So nehmen die Gespräche den Leser mit auf ganz verschiedene Denk- und Wahrnehmungsreisen in unterschiedliche Gefilde der Architektur. Mal in lockerem Plauderton, mal beschreibend, mal analytisch präzise werden Charaktere umrissen, erfrischt man sich an Inspirationsquellen und kratzt an Denkmälern. Oft sind Bewunderung oder Kritik gespickt mit persönlichen Erinnerungen und sprechenden Anekdoten – etwa, wenn Mario Botta erzählt, was ihm Carlo Scarpa über mit Hammer und Meißel scharrierte Oberflächen gesagt hat, als er ihn bei der Arbeit am Olivetti-Laden am Markusplatz in Venedig getroffen hat.
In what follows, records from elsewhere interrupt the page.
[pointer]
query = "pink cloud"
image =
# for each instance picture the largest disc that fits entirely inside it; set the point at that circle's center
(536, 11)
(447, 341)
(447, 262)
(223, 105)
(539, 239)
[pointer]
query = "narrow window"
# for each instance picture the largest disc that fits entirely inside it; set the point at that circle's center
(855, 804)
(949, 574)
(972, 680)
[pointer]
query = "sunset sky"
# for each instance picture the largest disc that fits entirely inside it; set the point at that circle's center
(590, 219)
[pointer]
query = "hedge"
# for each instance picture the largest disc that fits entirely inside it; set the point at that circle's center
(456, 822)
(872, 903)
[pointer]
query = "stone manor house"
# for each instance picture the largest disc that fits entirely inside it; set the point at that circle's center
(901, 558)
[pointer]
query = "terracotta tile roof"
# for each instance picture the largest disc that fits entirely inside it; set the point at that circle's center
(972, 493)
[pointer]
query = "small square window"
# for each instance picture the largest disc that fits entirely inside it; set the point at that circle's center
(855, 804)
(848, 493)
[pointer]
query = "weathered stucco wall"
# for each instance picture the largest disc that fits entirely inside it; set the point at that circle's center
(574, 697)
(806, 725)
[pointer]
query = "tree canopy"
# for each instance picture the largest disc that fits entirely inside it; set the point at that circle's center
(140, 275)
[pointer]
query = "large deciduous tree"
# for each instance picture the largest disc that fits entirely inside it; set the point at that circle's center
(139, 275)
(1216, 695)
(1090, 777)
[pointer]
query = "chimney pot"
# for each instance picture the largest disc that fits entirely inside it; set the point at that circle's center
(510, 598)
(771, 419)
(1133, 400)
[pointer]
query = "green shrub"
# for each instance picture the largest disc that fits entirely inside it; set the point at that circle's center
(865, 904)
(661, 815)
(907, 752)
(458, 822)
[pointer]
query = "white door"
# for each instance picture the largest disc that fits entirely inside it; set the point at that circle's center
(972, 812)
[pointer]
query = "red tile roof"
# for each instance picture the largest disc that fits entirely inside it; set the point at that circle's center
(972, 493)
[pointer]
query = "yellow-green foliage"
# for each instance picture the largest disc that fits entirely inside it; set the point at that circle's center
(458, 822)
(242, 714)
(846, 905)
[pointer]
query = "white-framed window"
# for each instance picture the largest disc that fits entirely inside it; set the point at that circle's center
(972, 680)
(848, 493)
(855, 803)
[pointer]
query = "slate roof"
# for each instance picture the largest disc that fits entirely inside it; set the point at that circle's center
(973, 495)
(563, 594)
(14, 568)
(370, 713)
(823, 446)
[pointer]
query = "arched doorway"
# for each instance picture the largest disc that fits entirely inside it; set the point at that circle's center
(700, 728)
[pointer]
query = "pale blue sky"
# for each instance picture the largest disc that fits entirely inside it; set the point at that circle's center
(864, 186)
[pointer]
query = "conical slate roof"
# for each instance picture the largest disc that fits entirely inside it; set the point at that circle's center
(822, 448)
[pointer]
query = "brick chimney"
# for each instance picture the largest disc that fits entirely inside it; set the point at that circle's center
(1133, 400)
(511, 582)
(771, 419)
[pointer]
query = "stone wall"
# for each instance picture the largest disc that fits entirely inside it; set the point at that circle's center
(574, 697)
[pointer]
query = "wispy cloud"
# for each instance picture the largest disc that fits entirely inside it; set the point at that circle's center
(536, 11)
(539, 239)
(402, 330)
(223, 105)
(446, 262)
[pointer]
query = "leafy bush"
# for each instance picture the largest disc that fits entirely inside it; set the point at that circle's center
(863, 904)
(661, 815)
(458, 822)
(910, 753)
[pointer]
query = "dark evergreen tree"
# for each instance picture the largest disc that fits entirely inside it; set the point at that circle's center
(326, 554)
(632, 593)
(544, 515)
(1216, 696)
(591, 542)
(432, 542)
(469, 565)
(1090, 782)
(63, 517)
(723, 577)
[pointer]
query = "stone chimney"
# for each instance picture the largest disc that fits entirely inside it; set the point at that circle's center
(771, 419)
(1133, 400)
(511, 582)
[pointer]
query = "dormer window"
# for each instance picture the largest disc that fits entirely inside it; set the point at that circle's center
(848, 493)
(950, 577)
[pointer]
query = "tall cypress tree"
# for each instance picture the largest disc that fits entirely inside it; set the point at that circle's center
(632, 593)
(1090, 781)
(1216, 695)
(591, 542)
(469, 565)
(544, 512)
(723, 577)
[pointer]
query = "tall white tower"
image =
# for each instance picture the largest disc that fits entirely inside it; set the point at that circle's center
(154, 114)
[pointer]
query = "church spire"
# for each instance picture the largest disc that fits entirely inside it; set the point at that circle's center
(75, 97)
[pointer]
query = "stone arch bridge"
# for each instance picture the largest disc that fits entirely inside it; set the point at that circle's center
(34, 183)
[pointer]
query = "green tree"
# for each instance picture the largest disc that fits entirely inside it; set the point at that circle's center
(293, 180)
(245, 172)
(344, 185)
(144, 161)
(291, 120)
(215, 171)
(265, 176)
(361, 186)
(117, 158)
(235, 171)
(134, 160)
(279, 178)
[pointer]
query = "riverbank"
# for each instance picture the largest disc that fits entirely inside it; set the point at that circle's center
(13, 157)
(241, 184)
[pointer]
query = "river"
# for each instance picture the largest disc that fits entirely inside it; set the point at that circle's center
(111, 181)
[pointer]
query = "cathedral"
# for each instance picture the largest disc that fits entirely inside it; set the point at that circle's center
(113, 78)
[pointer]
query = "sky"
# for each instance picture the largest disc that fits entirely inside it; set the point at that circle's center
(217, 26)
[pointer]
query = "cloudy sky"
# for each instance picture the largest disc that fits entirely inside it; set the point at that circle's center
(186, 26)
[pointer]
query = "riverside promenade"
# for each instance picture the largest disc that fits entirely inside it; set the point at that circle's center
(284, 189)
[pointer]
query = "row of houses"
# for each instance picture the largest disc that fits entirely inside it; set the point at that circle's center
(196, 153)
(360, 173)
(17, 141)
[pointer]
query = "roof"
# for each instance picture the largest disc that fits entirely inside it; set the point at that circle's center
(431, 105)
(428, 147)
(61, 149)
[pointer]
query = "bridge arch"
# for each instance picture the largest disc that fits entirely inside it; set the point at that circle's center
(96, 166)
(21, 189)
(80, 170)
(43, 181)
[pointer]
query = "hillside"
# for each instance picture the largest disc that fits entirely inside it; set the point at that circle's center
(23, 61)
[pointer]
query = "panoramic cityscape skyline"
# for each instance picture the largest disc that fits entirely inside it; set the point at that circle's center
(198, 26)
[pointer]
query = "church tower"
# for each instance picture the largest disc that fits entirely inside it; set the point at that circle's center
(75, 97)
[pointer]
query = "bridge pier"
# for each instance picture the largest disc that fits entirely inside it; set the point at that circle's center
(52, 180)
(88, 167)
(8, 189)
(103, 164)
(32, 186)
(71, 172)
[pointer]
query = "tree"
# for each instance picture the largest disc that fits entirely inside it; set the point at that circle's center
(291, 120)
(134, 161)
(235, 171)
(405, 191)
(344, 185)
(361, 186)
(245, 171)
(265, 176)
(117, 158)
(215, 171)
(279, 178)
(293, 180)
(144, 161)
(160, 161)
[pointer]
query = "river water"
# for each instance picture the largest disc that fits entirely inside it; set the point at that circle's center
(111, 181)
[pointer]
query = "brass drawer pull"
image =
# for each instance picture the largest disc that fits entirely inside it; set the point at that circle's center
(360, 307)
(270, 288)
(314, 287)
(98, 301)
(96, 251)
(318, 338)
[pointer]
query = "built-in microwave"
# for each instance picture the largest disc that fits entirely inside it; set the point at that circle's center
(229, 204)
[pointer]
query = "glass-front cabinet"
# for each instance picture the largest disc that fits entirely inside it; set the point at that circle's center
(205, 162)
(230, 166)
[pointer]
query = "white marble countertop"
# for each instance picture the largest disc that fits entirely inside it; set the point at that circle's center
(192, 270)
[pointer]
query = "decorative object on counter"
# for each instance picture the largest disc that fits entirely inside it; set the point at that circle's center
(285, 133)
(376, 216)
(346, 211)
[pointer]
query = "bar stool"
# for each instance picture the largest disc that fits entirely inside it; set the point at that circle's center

Aus der Publikation „architects on architects“, Hirmer Verlag (S. 106-107). Donatello Fioretti und Olaf Nicolai.

Landschaften gibt es in Deutschland nicht mehr

Nicht alle Einsichten sind tiefgründig. Doch wer den zwischen Gegenwart und Geschichte gesponnenen Verbindungsfäden aufmerksam folgt, wird immer wieder von Ansichten, Überlegungen und Perspektiven überrascht, die, was man zu kennen glaubte, in ein neues Licht tauchen. Ob Arno Lederer, nach der Bedeutung der Landschaft gefragt, konstatiert: „Landschaft gibt es ja in Deutschland nicht mehr. Ich würde sie als Fabrik bezeichnen, der Wald ist Fabrik, die Felder und Wiesen sind Fabrik.“

Oder wenn Donatella Fioretti, die das Meisterhaus von Walter Gropius in Dessau rekonstruiert hat, dem Bauhausgründer attestiert, „er hatte ein sehr genaues Gespür für die Zeit und damit arbeitete er“ – um ihn dann aus einem anderen Blickwinkel zu betrachten: „Ich sehe die Bedeutsamkeit seines Wirkens viel mehr als Promoter, als Vermittler, denn als Architekt, auch wenn er einige komplexe und zweifelsohne wichtige Bauten geschaffen hat.“ Wobei der Konzeptkünstler Olaf Nicolai die Einschätzung durch den Hinweis auf die Bauhausbücher als Werbekampagne, „um Bauhaus als Inbegriff von ,zeitgenössisch‘ zu etablieren“, ergänzt.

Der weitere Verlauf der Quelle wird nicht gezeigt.